Providence
par Nicolas Dehghani
Éditions Sarbacane
avis : 4/5
L’avis
Pour son deuxième opus, l’auteur complet Nicolas Dehghani réalise un roman graphique futuriste entrainant le lecteur dans un monde régi par l’Intelligence Artificielle et peut-être pas si loin de notre actualité. On appréciera un scénario terriblement efficace, dû notamment aux nombreuses ruptures tout du long du récit mais également aux ressentis des protagonistes. Quant au dessin, bien que numérique, ce dernier s’avère servir remarquablement le scénario.

Le pitch
En 2181, Providence est une planète terraformée gouvernée par la Concorde. Après avoir réduit les Terriens à la pauvreté et à la servitude, cette autorité tente désormais de regagner leur confiance. Sa stratégie : les inonder de questionnaires destinés à analyser leurs besoins.
Keren Kepler, jeune stagiaire terrien peu convaincu par cette méthode, accepte pourtant de retourner sur Terre pour y mener ces enquêtes, ensuite traitées par les algorithmes dont son employeur raffole.

Le scénario
Fort de ses 336 pages, le récit à l’accent orwellien s’avère fluide et se lit d’une traite tellement l’intrigue reste soutenue jusqu’à sa conclusion.
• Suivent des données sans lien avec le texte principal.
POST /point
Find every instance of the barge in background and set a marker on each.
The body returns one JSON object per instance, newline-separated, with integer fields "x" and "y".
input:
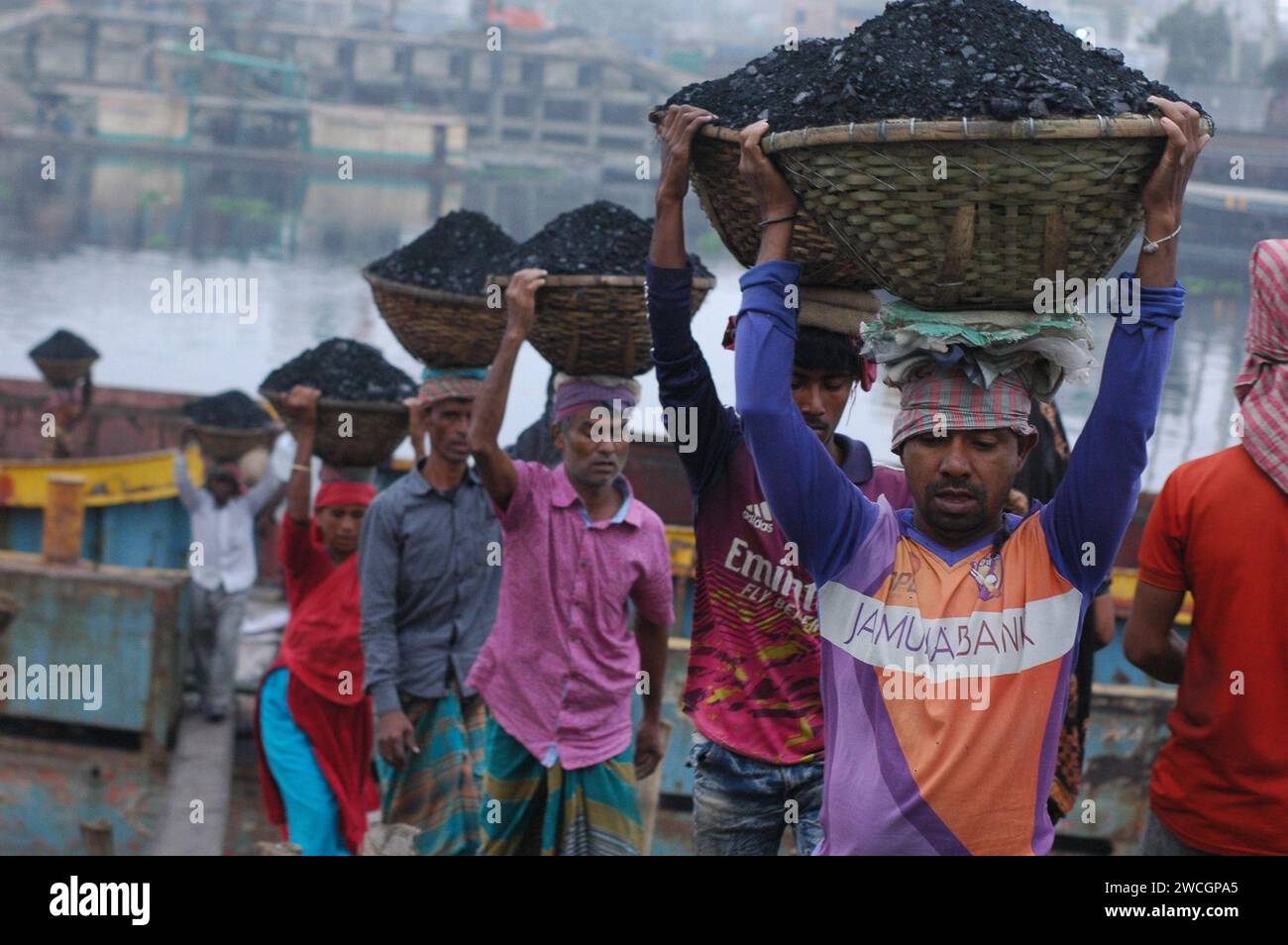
{"x": 63, "y": 783}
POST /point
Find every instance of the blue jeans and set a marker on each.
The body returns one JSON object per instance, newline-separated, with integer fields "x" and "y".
{"x": 312, "y": 811}
{"x": 741, "y": 804}
{"x": 1158, "y": 841}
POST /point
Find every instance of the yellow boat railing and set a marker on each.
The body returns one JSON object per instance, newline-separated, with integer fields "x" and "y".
{"x": 108, "y": 479}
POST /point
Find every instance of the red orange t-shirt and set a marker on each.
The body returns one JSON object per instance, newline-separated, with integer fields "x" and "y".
{"x": 1220, "y": 529}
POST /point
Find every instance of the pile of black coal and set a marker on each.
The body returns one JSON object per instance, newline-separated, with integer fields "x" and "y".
{"x": 931, "y": 59}
{"x": 600, "y": 239}
{"x": 231, "y": 409}
{"x": 343, "y": 369}
{"x": 62, "y": 345}
{"x": 454, "y": 255}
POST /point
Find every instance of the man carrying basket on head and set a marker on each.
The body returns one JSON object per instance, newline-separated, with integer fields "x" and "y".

D’un côté, le progrès matérialisé par la riche Providence colonisatrice se confronte, de l’autre, à une classe moyenne de Terriens qui tentent de survivre. Seulement, Nicolas Dehghani ne veut pas réduire ce récit aux méchants Providencins face aux gentils terriens et le développe.
Le dessin
Après Ceux qui brûlent, Nicolas Dehghani rend son dessin plus ligne claire tout en gardant le style propre qui reste sa signature. On ajoute une belle lisibilité avec des couleurs, des textures qui diffèrent selon qu’on soit sur Terre ou sur la Providence facilitant la lecture.
Ce que j’ai aimé
- Un passionnant récit de science-fiction qui pose beaucoup de questions sur notre devenir face à l’emprise de la technologie sur l’homme.
- Le dessin réaliste rehaussé de couleurs plutôt sombres servant parfaitement le récit.